Şimdi kim takip ediyor o çocukların serüvenini? Birgün’den Sevgim Denizaltı takip ediyor sözgelimi. Ağar’a, ailesine yakın, mümkünse lebi derya bir cezaevi arandığını biliyoruz. Bu konuyu yakından takip etme imkânımız var anaakımdan.

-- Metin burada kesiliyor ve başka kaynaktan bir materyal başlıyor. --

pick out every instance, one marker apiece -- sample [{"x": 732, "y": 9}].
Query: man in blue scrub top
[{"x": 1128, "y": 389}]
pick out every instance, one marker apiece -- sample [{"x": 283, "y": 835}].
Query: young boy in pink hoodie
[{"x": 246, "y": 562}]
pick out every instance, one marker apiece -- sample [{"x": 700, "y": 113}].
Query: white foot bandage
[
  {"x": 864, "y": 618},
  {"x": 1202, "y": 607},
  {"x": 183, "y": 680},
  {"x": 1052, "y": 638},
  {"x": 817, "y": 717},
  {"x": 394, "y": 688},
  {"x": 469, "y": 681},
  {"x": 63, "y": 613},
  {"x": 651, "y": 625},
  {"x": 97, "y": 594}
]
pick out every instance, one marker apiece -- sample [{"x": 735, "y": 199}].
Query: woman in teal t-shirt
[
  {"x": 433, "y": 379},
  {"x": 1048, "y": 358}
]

İHD Mersin Şube Başkanı Ali Tanrıverdi bu konuda kamuoyunun nasırlaşmış vicdanına bir çimdik atmış: “Pozantı Cezaevi’nde mağdur edilen çocukların yerleri değiştirilirken kimse çocuklara ya da ailelerine sormadı. Defalarca başvuruda bulunduk, itirazlarımızı dile getirdik, dikkate alınmadı. Bu çocuklar, ailelerinin haberi olmadan, 600 km. öteye, Ankara’ya götürüldü. Bu nasıl kişiye özel bir muameledir, çifte standarttır ki binlerce insanın katlinden sorumlu olduğu iddia edilen birinin talepleri için tüm yetkililer seferber oluyor ama bu çocuklara, ailelerine bunlar yaşatılıyor?” Yüce Türk adaletine bir de önerisi var Tanrıverdi’nin: “Mehmet Ağar’ı Pozantı Cezaevi’ne getirsinler. Yüksek güvenliklidir, dağ başındadır. Orada çok güvende olur.”
Ceza ceza üstüne
Cinsel taciz ve fiziksel işkence iddiaları ayyuka çıktığında Sincan Cezaevi’ne nakledilen 218 çocuğun hayatında nasıl bir gelişme var dersiniz? Artık aileleriyle de görüşemiyorlar. Maddi durumları uygun olmadığı için aileler çocuklarını görmek için o yolu yapamıyor. Denizaltı’nın haberinden öğrendiğimiz üzere, nisan ayı başındaki açık görüşe yalnız 6 aile gidebilmiş. Yoksulluktan çocuklarını görmeye gidemeyen bu insanların derdi burada bitmiyor üstelik. Çocukları yaşlarına bakılmaksızın devletin işkence çarkına atıldı. Haklarında 30 yıl hapis istenenler var. Attıkları taşların bedelini yetişkin hukukuna uygun ödüyorlar. Devlet tarafından terörist olarak görüldükleri için çocuk oldukları es geçiliyor. Ama şimdi dindar ve kindar nesil yetiştirmeye ant içenlerin başında durduğu devlet öylesine kindar ki… Bununla yetinmiyor. Mersin Valiliği, ailelerinden, çocuklarının vermiş oldukları maddi zarar için tazminat talep ediyor. O çocuklar orada yatacak, bin bir ezadan geçecek. Ailelerini göremeyecekler. Paraları olmadığı için yol yapıp çocuklarını görmeye bile gidemeyen ailelere ise yüz binlerce lira ceza kesilecek. Pekiyi o çocuklar yıllar sonra cezalarını tamamlayıp çıktıklarında devlet dairelerinde parasız köle olarak çalıştırılacak mı? Hadım edilip çocuk sahibi olmaları mı engellenecek yoksa? Devlete attıkları taşın bedelini nasıl ödeyebilecekler? Bu sorularla abartılı bir devlet düşmanlığı icra ettiğimize inananlara hatırlatalım. Kimi aileler İHD’ye başvuruyor. Polis araçlarına, resmi araçlara ve özel araçlara zarar verdiği iddiasıyla kendilerinden şikâyetçi olunan ve yargılandıktan sonra beraat eden çocukların ailelerinden de tazminat isteniyormuş. Duruşmaları süren çocukların ailelerine de, dava henüz karara bağlanmamış olsa da kâğıtlar geliyormuş. 5 binden 100 bin liraya kadar çeşitli miktarda paralar isteniyormuş kendilerinden. Gecikme zammı da vakit kaybetmeden işlemeye başlıyormuş. İHD, bu konuda yapılan başvurulardan başını alamıyormuş. Aileler bu paraları ödemekten geçtim, çocuklarını ziyarete gidecek parayı bile bulamadıklarından yakınıyor.
Çaresizler. Çocukları yetişkin gibi hapis yatıyor. Ama çocuklarının verdiği zararın karşılığı ana-babalarından isteniyor.Amaç cezalandırmak olunca onlar hem çocuk hem yetişkin.Ana-babalarından koparılmış yoksul Kürt çocukları görüş günlerinde kim bilir ne hissediyorlar? Boğazlarına kadar borçlu doğmuş oldukları bu dünyaya inançları kaldı mı hâlâ?